Cuomo made it clear on Wednesday that he is serious about cutting state spending and reducing the $10 billion deficit. In order to do that, he wants to cut two big areas: medicaid and education.

Cuomo added Wednesday that the current state education formula for school districts isn't working. Too much money, over the past few years, has been given out without producing results, Cuomo said.

"Only government works where there is no incentive for performance," Cuomo said. "In the private sector, everything is about performance."

A plan to change the current formula, and introducing two new grants where districts would be awarded for classroom work and from a management stand point, is part of the Governor's proposal.

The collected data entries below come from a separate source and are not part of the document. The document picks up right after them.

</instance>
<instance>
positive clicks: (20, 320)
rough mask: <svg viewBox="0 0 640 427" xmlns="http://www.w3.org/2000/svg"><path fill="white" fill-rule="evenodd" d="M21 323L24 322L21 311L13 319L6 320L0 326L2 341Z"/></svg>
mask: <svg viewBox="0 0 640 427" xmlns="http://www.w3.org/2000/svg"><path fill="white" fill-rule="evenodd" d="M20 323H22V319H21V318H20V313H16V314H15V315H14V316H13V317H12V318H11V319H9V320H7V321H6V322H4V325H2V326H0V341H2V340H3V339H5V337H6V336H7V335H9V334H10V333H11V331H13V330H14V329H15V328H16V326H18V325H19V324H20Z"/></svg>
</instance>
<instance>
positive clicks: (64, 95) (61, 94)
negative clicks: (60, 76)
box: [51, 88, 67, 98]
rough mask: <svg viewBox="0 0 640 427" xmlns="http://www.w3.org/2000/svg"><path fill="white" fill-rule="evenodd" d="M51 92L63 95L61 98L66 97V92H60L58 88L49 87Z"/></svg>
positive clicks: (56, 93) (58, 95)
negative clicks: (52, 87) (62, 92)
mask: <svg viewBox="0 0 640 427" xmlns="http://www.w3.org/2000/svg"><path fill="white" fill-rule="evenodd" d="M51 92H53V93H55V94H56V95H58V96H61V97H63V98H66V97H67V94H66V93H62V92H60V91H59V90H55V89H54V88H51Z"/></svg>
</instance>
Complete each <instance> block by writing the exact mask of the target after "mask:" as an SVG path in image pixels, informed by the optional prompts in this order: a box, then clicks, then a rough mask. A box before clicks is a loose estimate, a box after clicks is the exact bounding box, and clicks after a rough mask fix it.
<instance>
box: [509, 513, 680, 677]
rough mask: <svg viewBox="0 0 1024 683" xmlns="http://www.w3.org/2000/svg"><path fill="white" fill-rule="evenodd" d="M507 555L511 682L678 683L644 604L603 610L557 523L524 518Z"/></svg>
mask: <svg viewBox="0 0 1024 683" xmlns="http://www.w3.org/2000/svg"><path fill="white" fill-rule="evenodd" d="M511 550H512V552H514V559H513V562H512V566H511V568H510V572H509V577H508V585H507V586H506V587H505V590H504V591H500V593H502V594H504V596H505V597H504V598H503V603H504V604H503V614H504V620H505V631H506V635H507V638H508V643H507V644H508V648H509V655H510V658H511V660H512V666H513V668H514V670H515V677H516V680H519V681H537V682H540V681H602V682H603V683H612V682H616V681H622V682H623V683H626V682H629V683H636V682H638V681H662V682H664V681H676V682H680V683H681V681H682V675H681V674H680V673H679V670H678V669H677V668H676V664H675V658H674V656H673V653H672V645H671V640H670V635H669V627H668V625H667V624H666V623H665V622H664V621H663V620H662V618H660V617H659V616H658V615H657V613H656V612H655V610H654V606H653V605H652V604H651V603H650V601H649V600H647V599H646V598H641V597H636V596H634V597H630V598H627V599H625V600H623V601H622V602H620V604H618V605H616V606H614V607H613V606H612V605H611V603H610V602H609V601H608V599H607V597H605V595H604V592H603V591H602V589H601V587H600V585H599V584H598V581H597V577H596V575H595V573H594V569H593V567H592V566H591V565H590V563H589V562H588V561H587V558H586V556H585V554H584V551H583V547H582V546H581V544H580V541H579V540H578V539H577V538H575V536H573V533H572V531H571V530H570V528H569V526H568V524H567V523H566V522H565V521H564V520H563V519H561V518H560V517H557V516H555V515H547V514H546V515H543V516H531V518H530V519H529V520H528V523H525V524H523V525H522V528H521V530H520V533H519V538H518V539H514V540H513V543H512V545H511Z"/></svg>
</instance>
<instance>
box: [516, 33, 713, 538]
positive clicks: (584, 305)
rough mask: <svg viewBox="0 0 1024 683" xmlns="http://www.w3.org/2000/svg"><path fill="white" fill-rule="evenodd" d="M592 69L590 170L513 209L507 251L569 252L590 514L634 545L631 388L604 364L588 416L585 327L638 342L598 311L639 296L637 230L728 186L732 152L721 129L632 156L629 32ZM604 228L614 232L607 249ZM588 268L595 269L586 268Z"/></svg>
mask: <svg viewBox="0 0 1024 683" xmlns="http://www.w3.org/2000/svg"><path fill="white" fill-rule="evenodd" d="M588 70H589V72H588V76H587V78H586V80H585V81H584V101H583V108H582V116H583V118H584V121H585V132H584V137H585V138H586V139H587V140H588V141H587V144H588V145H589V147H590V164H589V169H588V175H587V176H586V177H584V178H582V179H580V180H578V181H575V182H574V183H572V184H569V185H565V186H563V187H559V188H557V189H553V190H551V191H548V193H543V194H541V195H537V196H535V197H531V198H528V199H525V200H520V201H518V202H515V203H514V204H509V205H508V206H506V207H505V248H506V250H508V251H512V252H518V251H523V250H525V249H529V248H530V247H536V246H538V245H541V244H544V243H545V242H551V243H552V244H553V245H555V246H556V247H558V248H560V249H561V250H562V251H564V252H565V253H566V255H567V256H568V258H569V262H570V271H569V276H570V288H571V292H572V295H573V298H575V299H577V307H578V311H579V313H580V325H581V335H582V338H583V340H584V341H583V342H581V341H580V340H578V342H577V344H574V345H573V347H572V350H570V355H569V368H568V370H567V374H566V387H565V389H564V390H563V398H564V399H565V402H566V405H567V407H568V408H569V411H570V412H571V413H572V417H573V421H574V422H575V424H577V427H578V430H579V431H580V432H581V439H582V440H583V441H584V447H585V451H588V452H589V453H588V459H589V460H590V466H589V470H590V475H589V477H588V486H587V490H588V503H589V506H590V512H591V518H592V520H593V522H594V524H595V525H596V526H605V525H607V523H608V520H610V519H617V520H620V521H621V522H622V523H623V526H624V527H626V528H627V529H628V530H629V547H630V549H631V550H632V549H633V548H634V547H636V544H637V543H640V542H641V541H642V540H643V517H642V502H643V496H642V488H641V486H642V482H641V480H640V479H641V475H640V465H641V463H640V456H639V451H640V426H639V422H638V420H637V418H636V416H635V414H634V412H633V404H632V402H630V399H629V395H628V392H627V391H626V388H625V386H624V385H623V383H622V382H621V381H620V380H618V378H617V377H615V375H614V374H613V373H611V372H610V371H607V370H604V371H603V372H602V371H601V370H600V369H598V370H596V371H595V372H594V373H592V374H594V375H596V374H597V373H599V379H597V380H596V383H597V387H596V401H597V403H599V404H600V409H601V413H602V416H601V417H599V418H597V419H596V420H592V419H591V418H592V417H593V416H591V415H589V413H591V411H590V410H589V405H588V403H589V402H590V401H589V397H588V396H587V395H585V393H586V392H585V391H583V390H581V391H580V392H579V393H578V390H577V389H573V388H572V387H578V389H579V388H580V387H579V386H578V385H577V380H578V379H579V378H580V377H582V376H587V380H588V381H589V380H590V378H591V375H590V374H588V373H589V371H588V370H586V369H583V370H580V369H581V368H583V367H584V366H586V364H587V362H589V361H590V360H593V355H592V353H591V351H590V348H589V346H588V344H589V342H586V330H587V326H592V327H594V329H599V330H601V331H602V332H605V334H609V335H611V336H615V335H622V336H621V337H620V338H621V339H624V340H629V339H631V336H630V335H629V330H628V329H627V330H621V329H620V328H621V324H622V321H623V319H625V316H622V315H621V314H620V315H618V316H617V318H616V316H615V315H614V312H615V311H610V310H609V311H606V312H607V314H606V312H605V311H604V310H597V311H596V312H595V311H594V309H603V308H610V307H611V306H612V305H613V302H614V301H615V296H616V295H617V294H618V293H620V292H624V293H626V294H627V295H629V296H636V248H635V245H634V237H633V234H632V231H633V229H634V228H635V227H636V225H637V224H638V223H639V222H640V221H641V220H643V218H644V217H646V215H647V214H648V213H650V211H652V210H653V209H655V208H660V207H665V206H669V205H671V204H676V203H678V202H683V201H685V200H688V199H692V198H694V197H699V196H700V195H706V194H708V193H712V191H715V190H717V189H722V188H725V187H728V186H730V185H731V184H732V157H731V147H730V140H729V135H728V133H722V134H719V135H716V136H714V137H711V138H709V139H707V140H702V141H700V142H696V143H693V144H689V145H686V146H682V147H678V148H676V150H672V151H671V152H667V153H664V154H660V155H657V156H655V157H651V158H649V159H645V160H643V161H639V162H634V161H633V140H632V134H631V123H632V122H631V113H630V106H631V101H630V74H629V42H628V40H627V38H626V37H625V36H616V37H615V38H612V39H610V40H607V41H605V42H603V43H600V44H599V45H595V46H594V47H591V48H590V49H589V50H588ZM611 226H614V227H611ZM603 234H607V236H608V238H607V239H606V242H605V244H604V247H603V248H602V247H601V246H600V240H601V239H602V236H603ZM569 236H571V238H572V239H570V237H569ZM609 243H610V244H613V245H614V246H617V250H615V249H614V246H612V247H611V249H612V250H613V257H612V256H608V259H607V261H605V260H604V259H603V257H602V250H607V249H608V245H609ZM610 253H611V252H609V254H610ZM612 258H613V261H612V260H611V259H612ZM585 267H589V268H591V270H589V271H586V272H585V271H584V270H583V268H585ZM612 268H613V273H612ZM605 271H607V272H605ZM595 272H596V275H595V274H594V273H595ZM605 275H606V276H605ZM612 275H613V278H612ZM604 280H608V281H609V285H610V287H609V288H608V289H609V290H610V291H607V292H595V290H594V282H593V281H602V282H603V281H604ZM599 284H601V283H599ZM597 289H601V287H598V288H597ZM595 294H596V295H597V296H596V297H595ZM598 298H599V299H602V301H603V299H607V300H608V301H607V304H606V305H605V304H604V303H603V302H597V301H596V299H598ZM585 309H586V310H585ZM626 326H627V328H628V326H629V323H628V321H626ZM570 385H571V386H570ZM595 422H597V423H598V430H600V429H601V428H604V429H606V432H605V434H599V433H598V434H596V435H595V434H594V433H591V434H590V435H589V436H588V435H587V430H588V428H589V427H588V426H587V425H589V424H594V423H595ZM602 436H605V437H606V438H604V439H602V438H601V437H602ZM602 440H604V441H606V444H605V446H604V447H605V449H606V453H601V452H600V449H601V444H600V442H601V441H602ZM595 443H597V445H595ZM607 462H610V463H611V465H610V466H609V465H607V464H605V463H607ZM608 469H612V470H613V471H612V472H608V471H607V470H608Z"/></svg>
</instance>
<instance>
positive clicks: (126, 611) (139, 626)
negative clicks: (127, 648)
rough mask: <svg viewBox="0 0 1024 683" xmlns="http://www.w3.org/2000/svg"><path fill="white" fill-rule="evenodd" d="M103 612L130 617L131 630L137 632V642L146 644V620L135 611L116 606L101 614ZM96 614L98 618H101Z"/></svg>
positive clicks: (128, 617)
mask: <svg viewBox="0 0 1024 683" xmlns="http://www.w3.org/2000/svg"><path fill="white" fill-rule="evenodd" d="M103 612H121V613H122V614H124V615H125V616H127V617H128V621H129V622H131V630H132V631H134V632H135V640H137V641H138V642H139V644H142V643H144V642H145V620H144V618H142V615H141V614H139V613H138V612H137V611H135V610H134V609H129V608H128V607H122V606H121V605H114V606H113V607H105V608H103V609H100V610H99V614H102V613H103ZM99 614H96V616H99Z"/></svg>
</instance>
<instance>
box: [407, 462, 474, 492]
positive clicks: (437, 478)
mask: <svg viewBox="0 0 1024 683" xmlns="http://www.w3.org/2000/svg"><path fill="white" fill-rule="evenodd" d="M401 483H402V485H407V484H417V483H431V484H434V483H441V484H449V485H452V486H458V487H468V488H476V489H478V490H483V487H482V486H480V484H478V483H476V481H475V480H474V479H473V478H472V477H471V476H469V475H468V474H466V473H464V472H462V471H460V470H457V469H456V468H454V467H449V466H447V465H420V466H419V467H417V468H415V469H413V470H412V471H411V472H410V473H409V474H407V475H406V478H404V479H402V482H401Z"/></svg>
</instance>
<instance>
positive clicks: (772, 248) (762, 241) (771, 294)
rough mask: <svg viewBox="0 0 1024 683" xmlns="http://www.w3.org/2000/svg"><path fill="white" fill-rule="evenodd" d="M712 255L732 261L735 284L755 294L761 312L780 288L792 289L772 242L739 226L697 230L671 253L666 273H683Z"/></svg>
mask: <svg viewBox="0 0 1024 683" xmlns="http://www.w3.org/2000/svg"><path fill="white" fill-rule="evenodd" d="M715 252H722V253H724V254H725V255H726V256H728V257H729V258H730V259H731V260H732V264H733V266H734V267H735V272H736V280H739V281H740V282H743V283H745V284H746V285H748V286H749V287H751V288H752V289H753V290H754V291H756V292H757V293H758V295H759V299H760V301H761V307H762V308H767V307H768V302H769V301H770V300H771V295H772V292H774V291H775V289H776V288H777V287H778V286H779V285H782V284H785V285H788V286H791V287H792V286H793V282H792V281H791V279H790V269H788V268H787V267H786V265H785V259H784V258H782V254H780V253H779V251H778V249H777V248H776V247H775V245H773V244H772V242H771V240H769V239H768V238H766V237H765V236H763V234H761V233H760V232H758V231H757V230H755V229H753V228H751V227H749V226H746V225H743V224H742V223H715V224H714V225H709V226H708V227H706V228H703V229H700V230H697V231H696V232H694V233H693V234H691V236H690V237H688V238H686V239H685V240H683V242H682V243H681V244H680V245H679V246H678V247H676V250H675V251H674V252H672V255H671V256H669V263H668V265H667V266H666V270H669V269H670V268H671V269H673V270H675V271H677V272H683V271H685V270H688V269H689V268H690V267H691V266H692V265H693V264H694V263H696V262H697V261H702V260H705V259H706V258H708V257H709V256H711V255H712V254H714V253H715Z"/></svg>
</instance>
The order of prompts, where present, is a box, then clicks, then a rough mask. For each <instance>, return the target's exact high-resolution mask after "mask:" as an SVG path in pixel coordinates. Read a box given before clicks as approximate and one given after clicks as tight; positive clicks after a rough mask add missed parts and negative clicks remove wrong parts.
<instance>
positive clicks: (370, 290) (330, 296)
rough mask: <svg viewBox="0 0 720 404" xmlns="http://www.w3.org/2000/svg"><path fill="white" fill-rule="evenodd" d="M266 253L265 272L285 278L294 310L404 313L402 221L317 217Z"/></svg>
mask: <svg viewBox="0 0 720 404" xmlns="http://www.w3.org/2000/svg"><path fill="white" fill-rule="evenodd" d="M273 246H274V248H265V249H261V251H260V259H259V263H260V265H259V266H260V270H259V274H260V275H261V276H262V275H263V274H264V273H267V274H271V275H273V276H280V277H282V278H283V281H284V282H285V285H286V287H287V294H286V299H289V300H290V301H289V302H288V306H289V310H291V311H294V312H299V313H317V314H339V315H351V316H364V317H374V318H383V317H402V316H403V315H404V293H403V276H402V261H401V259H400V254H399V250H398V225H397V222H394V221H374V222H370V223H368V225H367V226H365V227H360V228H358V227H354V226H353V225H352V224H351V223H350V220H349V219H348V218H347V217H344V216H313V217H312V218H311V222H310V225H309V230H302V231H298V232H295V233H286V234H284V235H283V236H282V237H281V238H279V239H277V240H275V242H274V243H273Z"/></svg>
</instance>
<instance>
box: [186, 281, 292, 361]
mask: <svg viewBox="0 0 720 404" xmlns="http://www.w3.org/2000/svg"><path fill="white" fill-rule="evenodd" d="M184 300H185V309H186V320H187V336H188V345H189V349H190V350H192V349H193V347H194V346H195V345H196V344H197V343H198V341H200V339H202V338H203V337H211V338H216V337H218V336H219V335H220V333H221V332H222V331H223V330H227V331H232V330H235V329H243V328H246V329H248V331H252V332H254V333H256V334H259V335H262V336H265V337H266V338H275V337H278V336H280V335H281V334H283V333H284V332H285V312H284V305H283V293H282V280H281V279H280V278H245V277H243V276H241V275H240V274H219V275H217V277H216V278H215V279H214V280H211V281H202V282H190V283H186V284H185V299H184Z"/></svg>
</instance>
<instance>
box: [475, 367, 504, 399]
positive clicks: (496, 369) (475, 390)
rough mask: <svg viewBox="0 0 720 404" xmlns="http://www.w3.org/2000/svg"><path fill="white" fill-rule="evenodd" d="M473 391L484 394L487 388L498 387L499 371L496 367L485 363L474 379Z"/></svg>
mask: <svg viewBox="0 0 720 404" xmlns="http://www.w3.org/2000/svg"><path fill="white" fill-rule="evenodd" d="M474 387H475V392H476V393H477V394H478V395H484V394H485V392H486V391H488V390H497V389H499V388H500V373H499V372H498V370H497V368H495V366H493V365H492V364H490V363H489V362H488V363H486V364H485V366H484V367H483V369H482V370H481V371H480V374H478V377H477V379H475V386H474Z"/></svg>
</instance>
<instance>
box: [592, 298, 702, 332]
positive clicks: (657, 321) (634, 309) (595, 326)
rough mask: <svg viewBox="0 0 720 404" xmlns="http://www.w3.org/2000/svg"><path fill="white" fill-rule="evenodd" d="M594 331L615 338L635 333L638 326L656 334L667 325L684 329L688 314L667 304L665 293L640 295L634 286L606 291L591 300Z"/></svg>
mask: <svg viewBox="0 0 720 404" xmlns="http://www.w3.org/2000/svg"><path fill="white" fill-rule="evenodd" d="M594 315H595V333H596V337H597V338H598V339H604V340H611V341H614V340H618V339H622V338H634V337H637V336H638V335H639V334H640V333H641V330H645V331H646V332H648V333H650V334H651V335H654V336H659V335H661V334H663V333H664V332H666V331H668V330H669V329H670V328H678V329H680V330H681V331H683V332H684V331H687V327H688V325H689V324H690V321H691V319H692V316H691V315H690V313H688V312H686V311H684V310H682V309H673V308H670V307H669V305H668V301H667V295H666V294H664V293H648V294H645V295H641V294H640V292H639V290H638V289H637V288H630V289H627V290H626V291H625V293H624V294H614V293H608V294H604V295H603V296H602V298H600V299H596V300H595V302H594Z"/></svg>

The biggest message from Cuomo to districts, however was "do more with less." His budget proposal cuts aid statewide, by an average of 2.9%.

"Don't tell me you can't save 2%. I don't believe it," Cuomo said. "Education has had record increases over the past decade, double digit increases. I don't believe you can't find 2% in savings."

Herkimer BOCES Superintendent Mark Vivacqua says the Governor does a good job of throwing out numbers based on averages, but his districts must balance their budgets based on real numbers, after significant cuts.

"This budget, when it gets enacted, really is going to represent New York State breaking its social contract with the kids in our area," Vivacqua said. "I can tell you from this budget, those who have the least, lose the most. Don't worry about the wealthy kids, they will be fine in this budget. It's the areas and communities that have low wealth, most of the schools I represent, that get hurt the most."